De rechtbank is van oordeel dat verweerder, nu het vertrouwen in eiseres onherstelbaar is beschadigd, zich in redelijkheid op het standpunt heeft kunnen stellen dat eiseres niet heeft voldaan aan de redelijkerwijs te stellen eisen en verwachtingen.
8.4.
De rechtbank volgt eiseres niet in haar betoog dat verweerder eerst een waarschuwing had moeten geven in plaats van ontslag, omdat het ontslag niet evenredig is aan hetgeen eiseres wordt verweten.
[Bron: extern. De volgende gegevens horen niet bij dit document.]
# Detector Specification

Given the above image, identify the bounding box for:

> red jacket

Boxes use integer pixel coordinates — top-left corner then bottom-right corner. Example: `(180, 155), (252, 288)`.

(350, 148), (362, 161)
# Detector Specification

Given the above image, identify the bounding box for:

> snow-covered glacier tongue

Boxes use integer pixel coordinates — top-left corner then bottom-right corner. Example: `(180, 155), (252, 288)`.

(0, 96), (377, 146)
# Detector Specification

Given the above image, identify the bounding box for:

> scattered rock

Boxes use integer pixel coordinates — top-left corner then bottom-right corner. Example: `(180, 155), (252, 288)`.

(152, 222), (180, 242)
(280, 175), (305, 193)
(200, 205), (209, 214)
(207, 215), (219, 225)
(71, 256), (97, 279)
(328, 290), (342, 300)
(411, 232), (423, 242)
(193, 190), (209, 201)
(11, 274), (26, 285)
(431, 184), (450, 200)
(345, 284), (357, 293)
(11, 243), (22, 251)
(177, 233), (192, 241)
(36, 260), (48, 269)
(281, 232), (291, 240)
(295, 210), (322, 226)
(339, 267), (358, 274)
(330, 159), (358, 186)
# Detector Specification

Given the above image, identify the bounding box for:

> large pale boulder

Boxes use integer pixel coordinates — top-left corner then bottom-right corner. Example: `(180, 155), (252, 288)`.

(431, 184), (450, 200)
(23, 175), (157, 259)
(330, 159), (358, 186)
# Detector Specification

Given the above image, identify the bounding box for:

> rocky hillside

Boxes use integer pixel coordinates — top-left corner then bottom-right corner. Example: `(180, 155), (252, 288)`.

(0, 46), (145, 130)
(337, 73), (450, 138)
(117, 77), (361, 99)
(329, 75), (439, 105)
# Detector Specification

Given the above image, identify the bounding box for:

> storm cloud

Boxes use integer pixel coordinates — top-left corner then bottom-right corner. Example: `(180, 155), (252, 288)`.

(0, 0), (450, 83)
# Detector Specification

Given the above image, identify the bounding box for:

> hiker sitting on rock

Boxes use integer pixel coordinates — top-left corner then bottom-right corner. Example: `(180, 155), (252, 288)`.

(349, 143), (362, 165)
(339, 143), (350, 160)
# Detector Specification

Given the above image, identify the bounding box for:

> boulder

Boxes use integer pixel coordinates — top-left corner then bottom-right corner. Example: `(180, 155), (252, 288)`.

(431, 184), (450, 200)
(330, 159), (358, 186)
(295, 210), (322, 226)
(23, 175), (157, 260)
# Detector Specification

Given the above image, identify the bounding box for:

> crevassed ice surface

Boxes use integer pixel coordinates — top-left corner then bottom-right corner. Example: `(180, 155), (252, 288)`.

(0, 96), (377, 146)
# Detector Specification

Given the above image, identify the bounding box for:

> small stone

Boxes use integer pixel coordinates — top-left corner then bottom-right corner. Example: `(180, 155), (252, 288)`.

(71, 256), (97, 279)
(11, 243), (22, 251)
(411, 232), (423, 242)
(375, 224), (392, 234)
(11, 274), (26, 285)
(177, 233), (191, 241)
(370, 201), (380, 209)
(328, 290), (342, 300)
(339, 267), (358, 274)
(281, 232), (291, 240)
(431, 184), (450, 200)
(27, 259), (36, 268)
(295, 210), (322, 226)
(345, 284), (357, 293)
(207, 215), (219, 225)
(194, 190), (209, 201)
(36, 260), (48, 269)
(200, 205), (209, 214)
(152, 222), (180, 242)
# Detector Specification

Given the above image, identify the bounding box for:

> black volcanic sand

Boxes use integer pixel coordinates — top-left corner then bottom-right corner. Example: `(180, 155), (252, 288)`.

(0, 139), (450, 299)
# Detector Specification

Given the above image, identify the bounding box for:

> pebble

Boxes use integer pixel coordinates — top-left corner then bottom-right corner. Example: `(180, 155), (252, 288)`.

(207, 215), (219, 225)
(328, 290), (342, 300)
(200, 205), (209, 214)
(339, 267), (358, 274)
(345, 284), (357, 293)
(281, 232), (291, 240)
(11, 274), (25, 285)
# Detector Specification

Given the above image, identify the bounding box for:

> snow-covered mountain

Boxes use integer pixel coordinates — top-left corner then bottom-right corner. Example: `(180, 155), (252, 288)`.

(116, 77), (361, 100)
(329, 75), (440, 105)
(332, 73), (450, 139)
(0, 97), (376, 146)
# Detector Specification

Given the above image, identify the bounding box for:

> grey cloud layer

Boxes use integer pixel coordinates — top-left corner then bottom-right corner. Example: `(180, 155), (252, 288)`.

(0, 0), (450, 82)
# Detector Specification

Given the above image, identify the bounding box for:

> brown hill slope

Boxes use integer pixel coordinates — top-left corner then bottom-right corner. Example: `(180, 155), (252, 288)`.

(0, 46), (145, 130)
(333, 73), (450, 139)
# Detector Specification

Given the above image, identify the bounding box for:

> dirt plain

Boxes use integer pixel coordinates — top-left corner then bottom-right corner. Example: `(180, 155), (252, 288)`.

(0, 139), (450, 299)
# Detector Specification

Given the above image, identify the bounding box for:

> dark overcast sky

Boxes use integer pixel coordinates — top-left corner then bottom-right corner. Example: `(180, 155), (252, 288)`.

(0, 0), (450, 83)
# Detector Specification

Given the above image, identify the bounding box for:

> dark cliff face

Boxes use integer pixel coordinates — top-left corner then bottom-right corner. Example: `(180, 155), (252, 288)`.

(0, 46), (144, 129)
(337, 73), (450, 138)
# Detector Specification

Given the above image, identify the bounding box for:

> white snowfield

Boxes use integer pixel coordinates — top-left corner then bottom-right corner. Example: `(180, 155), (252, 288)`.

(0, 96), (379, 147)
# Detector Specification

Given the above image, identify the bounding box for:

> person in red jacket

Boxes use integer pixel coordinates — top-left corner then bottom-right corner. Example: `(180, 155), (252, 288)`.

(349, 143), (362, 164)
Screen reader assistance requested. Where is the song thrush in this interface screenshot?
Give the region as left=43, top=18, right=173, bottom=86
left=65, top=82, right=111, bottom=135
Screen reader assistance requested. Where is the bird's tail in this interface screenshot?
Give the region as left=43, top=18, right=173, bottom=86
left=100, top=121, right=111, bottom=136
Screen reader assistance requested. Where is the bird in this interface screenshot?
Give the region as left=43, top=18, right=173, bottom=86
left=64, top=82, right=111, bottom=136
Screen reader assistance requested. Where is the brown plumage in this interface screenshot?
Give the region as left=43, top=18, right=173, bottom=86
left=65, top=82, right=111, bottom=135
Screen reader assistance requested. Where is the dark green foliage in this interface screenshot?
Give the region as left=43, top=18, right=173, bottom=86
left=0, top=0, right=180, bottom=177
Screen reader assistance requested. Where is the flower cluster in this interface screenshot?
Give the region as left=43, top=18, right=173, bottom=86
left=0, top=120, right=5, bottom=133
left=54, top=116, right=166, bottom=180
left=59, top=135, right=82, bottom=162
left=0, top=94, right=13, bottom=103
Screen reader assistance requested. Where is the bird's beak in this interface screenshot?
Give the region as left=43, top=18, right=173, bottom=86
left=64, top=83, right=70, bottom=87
De rechtbank stelt vast, onder verwijzing naar rechtsoverweging 7.1., dat op het tussentijds beëindigen van een tijdelijke aanstelling een ander toetsingskader van toepassing is dan bij het opleggen van een disciplinaire straf van ontslag. Het beroep van eiseres op de uitspraak van de Raad van 9 maart 2017, ECLI:NL:CRVB:2017:1060, slaagt niet nu het in die zaak gaat over strafontslag.
8.5.
In hetgeen eiseres overigens heeft aangevoerd is geen reden gelegen voor een ander oordeel.
9. De beroepen zijn ongegrond. Voor een proceskostenveroordeling bestaat geen aanleiding.

Beslissing

De rechtbank verklaart beide beroepen ongegrond.
Deze uitspraak is gedaan door mr. G.P. Kleijn, rechter, in aanwezigheid van
mr. J.R. van Veen, griffier. De beslissing is in het openbaar uitgesproken op
3 december 2020.
griffier rechter
Afschrift verzonden aan partijen op:

Rechtsmiddel

Tegen deze uitspraak kan binnen zes weken na de dag van verzending daarvan hoger beroep worden ingesteld bij de Centrale Raad van Beroep. Als hoger beroep is ingesteld, kan bij de voorzieningenrechter van de hogerberoepsrechter worden verzocht om het treffen van een voorlopige voorziening of om het opheffen of wijzigen van een bij deze uitspraak getroffen voorlopige voorziening.